How this Nevada teen can win free chicken nuggets for a year
Posted April 13
Wendy’s has a challenge for one Nevada teen: Get 18 million retweets and get free chicken nuggets for a year.
The Columbus Dispatch reported Monday that Carter Wilkerson, 16, tweeted at Wendy's asking how many retweets he needed to get free chicken nuggets for a year.
Wendy’s, known for its presence on social media, told Wilkerson he needed 18 million retweets to get the ultimate package of poultry, The Dispatch reported.
Wilkerson responded by saying, “Consider it done.” So far, the tweet has 2.2 million retweets.
"I sent out the tweet as a joke, but then they responded with the outrageous number," Wilkerson told USA Today. "I thought 'Consider it done' would be funny among my friend group. Then I put the screenshot up and it started gaining momentum."
Wilkerson’s tweet has the chance to break the record for the most-retweeted tweet in Twitter history, The Washington Post reported.
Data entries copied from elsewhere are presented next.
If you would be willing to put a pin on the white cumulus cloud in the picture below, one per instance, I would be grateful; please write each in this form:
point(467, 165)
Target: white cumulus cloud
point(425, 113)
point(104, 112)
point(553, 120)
Ellen DeGeneres holds the record with 3.3 million retweets for a group image of her at the Oscars. Wilkerson is on pace to break that record, The Post reported.
Wilkerson told USA Today that he’s delighted by the opportunity.
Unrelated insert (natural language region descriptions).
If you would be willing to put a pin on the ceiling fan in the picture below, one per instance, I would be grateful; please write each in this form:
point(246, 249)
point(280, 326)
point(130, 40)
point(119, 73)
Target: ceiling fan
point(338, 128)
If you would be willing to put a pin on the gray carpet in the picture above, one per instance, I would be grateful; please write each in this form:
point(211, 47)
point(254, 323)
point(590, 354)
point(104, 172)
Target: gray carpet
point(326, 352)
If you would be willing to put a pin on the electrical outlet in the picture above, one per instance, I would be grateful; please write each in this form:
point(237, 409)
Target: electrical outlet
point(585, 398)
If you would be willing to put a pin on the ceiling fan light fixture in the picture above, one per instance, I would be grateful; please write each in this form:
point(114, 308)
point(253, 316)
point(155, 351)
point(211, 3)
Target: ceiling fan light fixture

“It’s pretty exciting," he told USA Today during his lunch at Bishop Manogue Catholic High School. "I’m one of those people who isn't usually looking for attention. But since it started, it’s been pretty cool. In school, it’s fun because everyone knows about it.”
Wilkerson’s parents told USA Today that they didn't know about the challenge until their son Carter started receiving calls for interviews. Carter helped his father open a Twitter account so he could keep track of the situation.
Carter and his family have considered donating the nuggets to a food pantry or asking Wendy’s to offer the reward to a charity, USA Today reported.
To help his cause, Carter started a website that calls for one of those suggestions to come true. He plans to sell T-shirts and donate the proceedings to families in need.
Carter said he wants to help others because people brought his family food after his mother received a cancer diagnosis when he was 9, according to The Washington Post.